The Prince went back to the White Cat, and told her what his father had said. She replied:—
“Cut off my head and my tail.”
At last he consented: instantly the Cat was transformed into a beautiful Princess; for she had been condemned by a wicked fairy to appear as a Cat, till a young Prince should cut off her head and tail. The Prince and Princess went to the old King’s court, and she was far more beautiful than the ladies brought by the other two Princes. But she did not want the kingdom, for she had four of her own already. One of these she gave to each of the elder brothers of the young Prince, and over the other two she ruled with her husband, for the young Prince married her, and they lived happily together all their lives.
In Mr. Morley’s Fairy Tales, there is a funny passage:—“‘I wonder,’ said a sparrow, ‘what the eagles are about, that they don’t fly away with the Cats? And now I think of it, a civil question cannot give offence.’ So the sparrow finished her breakfast, went to the eagle, and said:—
“‘May it please your royalty, I see you and your race fly away with the birds and the lambs that do no harm.
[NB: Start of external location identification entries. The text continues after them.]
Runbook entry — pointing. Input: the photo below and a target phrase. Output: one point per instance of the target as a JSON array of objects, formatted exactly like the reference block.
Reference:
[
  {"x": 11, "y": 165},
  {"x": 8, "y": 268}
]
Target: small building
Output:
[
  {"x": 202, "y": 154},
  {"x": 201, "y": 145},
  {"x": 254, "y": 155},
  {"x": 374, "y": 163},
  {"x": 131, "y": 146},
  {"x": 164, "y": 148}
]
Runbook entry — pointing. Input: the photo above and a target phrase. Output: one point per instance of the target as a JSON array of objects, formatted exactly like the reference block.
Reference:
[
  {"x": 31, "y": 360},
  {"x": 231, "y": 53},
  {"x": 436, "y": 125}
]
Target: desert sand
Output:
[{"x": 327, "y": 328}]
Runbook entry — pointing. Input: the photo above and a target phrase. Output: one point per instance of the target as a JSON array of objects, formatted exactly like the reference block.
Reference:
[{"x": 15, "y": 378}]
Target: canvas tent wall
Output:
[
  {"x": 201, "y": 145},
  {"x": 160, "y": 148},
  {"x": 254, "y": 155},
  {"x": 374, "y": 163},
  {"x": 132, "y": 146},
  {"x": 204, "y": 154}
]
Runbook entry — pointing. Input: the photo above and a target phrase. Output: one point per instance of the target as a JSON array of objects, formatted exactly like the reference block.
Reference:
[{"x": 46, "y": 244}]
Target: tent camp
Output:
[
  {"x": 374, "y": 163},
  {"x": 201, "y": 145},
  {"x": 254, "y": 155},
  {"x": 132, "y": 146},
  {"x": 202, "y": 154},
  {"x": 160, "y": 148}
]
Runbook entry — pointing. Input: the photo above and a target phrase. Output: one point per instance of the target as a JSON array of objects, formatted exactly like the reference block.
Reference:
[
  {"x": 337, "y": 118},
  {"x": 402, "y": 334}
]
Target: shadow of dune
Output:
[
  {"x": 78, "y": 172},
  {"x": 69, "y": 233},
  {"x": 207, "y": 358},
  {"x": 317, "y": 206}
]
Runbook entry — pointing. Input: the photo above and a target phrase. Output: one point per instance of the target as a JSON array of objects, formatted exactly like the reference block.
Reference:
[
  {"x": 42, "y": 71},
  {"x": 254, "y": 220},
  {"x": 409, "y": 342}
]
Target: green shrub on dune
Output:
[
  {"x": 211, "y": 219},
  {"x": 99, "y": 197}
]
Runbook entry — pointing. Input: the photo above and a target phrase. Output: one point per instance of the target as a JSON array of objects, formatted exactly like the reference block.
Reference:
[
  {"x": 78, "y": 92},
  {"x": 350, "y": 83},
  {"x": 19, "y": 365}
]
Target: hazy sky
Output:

But there is not a creature so malignant as a Cat; she prowls about our nests, eats up our young, and bites off our own heads. She feeds so daintily that she must be herself good eating. She is lighter to carry than a bird, and you would get a famous grip in her loose fur. Why do you not feed upon Cat?’
“‘Ah!’ said the eagle, ‘there is sense in your question. I had the worms to hear this morning, asking me why I did not breakfast upon sparrows. Do I see a morsel of worm’s skin on your beak, my child?’
“The sparrow cleaned his bill upon his bosom, and said:—‘I should like to see the worm who came with that enquiry.’
“‘Come forward, worm,’ the eagle said. But when the worm appeared, the sparrow snapped him up, and ate him. Then he went on with his argument against the Cats.”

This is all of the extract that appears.